I would say it's erroneous because in the present day we have advanced testing and advanced research into developmental biology to much more completely understand the underlying process that builds female and male bodies.
Like we know that the only difference between males with 5-ARD and males who developed normally is they lack an enzyme needed to make the penis grow properly and the testes to descend. They have no female reproductive system: no ovaries, fallopian tubes, uterus. With this knowledge, what reason is there to classify these individuals as female?
> In the same vein, who is to say that someone who was assigned female at birth, who grew up as a girl, socialised as a girl, grew up to be accepted as a woman by their entire society - was "erroneously" so?
I think that is more to do with socio-cultural views on women and men than anything else, and not so relevant in the narrower case of eligibility in women's sport, which has to be based around eliminating male physical advantage, otherwise there's no reason for the category to exist.

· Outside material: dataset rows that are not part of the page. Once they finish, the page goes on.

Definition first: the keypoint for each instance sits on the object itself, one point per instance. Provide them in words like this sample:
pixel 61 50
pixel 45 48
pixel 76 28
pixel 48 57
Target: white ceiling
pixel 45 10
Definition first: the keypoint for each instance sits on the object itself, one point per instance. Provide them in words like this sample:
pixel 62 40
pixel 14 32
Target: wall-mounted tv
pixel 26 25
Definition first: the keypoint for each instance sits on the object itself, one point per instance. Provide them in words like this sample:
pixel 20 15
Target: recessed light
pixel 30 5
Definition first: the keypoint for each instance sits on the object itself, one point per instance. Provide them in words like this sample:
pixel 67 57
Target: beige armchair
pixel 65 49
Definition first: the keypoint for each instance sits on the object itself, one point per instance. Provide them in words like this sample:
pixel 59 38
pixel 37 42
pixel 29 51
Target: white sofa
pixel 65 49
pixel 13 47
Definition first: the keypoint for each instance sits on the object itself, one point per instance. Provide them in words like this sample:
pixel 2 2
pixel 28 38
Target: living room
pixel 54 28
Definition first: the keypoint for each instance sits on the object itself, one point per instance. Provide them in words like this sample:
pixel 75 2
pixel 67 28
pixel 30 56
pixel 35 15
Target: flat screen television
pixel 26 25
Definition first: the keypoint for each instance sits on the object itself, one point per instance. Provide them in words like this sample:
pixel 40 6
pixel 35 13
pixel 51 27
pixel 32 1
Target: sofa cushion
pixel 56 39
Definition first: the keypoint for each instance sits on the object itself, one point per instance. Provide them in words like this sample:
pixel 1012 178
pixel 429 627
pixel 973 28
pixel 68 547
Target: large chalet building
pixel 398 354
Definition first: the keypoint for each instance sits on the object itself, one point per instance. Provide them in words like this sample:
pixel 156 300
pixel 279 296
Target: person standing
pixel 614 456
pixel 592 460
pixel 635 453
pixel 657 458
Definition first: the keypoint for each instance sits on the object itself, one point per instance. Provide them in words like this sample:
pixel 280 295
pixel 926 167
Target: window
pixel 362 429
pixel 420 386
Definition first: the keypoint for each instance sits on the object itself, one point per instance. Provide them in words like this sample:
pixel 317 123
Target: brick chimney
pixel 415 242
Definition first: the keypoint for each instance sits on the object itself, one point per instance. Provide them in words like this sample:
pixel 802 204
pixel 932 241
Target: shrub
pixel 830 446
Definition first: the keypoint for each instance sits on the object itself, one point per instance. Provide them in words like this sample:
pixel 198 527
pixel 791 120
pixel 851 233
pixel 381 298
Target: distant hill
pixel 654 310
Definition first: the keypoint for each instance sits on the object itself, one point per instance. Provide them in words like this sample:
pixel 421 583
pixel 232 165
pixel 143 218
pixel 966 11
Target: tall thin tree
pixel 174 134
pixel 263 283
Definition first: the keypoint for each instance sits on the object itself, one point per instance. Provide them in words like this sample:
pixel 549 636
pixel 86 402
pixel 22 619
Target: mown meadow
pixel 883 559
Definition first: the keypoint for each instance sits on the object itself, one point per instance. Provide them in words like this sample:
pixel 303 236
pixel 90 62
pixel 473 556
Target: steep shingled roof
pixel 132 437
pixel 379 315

> And we should not forget that telling a person who grew up as a woman that she is now a man, or that she is stripped of some of the natural rights of a woman, like competing in women's sports, is cruel and a form of violation.
I agree it must come as a huge shock to find out that you're male when you'd believed you were female.
But isn't it also cruel to female athletes when they are being compelled to compete with a male? Is it not a violation for a female boxer to be punched in the skull by a male with significantly greater upper body strength?
My view is that sports organisations have a duty of care and a duty of fairness to all athletes, not just the ones who've received unwanted news about eligibility due to their sex.